Boxin Wang*, Fan Wu*, Yunhui Long*, Luka Rimanic, Ce Zhang, Bo Li

Citation

@article{wang2021datalens,
  title={DataLens: Scalable Privacy Preserving Training via Gradient Compression and Aggregation},
  author={Wang, Boxin and Wu, Fan and Long, Yunhui and Rimanic, Luka and Zhang, Ce and Li, Bo},
  journal={ACM Conference on Computer and Communications Security (CCS)},
  year={2021}
}

Usage

Prepare your environment

The project is tested on Python 3.6, but a higher version of Python should also work. Download required packages

pip install -r requirements.txt

Prepare your data

Please store the training data in $data_dir. By default, $data_dir is set to ../../data.

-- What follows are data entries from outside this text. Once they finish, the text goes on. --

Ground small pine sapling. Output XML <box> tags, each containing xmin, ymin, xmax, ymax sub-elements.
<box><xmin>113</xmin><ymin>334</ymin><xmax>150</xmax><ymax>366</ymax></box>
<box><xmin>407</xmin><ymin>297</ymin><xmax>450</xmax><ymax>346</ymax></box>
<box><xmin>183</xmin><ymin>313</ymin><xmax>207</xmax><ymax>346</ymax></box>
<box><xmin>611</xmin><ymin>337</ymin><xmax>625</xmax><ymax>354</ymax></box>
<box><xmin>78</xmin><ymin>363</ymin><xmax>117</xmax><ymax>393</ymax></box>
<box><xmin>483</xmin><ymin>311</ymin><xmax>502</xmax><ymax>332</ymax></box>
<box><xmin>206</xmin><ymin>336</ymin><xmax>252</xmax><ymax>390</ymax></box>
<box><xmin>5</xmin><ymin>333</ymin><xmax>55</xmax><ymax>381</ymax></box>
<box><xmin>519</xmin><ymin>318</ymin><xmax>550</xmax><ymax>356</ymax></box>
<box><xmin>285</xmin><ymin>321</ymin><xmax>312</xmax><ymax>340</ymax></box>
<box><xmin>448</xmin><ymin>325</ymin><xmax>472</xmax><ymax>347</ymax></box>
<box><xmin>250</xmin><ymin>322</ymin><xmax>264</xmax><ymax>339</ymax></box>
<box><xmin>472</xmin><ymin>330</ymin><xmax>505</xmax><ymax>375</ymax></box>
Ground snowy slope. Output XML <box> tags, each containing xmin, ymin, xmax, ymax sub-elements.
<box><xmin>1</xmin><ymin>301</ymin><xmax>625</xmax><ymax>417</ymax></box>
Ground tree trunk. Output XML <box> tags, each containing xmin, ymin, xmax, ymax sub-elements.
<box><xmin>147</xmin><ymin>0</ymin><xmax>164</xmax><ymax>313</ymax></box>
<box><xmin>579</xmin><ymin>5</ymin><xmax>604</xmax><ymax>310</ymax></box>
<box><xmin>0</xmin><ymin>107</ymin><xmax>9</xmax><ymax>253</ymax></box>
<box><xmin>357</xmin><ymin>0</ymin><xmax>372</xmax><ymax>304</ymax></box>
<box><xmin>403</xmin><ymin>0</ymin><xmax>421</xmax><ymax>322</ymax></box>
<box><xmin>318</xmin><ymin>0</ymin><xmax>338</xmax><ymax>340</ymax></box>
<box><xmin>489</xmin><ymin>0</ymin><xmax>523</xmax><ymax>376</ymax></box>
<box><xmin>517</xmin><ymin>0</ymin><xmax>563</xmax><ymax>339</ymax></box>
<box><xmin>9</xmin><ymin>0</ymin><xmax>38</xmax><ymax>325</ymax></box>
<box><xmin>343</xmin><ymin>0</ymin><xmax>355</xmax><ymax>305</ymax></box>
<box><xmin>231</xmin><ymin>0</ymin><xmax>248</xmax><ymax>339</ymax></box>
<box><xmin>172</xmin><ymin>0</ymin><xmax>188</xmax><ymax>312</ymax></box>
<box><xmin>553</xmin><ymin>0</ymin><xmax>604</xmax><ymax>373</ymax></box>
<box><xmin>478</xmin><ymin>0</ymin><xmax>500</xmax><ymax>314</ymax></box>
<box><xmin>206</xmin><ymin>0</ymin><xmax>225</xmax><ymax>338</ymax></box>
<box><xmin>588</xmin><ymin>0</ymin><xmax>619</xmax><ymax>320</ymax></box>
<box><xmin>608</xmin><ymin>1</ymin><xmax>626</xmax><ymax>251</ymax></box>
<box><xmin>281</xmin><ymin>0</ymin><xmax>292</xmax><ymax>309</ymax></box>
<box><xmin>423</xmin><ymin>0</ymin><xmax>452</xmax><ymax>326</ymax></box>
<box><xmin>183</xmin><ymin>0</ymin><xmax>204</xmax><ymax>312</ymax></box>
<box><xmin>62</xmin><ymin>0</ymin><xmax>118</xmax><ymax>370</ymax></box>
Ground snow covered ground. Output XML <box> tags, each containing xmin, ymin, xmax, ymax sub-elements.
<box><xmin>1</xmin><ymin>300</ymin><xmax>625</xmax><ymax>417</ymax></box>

We provide a script to download the MNIST and Fashion Mnist datasets.

python download.py [dataset_name]

For MNIST, you can run

python download.py mnist

For Fashion-MNIST, you can run

python download.py fashion_mnist

For CelebA and Places365 datasets, please refer to their official websites for downloading.

Training

python main.py --checkpoint_dir [checkpoint_dir] --dataset [dataset_name] --train --stochastic --signsgd --topk [topk] 

For example, to train the Datalens on Fashion-MNIST given eps=1 and delta=1e-5

python main.py --checkpoint_dir fmnist_z_dim_50_topk_200_teacher_4000_sigma_5000_thresh_0.7_pt_30_d_step_2_stochastic_1e-5/ \
--topk 200 --signsgd --norandom_proj --shuffle  --teachers_batch 80 --batch_teachers 50 \
--dataset fashion_mnist --train --max_eps 1 --train --thresh 0.7 --sigma 5000 --nopretrain \
--z_dim 50 --nosave_epoch --epoch 300 --save_vote --d_step 2 --pretrain_teacher 10 --stochastic --max_grad 1e-5

By default, after it reaches the max epsilon, it will generate 10 batches of 10,000 DP samples as eps-1.00.data-{i}.pkl (i=0,...9) in checkpoint_dir.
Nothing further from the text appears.